Bean Kim, a research scientist at Google Brain, discussing her work on model interpretability and explainability in machine learning. Kim emphasizes the critical need to understand why AI models make certain decisions, highlighting that current tools for interpreting these models often fall short, showing weak correlations between their purported explanations and actual model behavior.
She proposes that studying AI as a new species
through
observational and controlled studies could offer deeper insights,
using examples from multi-agent reinforcement learning to
illustrate how unexpected, emergent behaviors can be identified.
Ultimately, Kim's research aims to foster more effective human-machine communication, enabling humans to learn from AI's superhuman capabilities, such as advanced chess strategies, and ensure AI development benefits humanity.
Been Kim emphasizes that there is a significant discrepancy between what machines truly know and what humans perceive them to know. This gap arises because machines operate in different representational spaces, possess different values, and have distinct experiences of the world compared to humans.

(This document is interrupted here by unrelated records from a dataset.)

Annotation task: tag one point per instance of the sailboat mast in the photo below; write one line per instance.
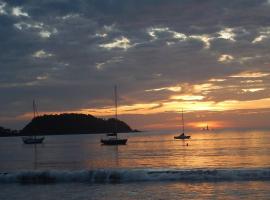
(34, 111)
(183, 122)
(34, 108)
(115, 100)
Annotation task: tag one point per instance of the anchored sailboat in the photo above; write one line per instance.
(112, 138)
(182, 136)
(33, 139)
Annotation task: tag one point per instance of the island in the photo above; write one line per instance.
(70, 123)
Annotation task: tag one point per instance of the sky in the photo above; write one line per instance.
(209, 58)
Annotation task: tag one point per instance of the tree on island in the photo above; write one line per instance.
(73, 123)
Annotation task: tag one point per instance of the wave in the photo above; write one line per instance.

Example: AlphaGo's "Move 37" in the 2016 match against Lee Sedol, a move that stunned Go commentators and players because it was not something a human would conceptualize. Been Kim's dream is to learn new insights from machines by understanding such "superhuman" concepts.
Been Kim's research highlights that widely used interpretability tools like saliency maps, SHAP, and Integrated Gradients (IG) often fail to provide reliable insights into model behavior.
Example: Her team discovered that saliency maps for trained and untrained neural networks could be qualitatively and quantitatively indistinguishable, meaning random predictions yielded the same explanations as meaningful ones. Further work showed these methods could not reliably detect model errors or spurious correlations. They theoretically proved that these methods, when used for hypothesis testing about feature importance, perform no better than random guessing.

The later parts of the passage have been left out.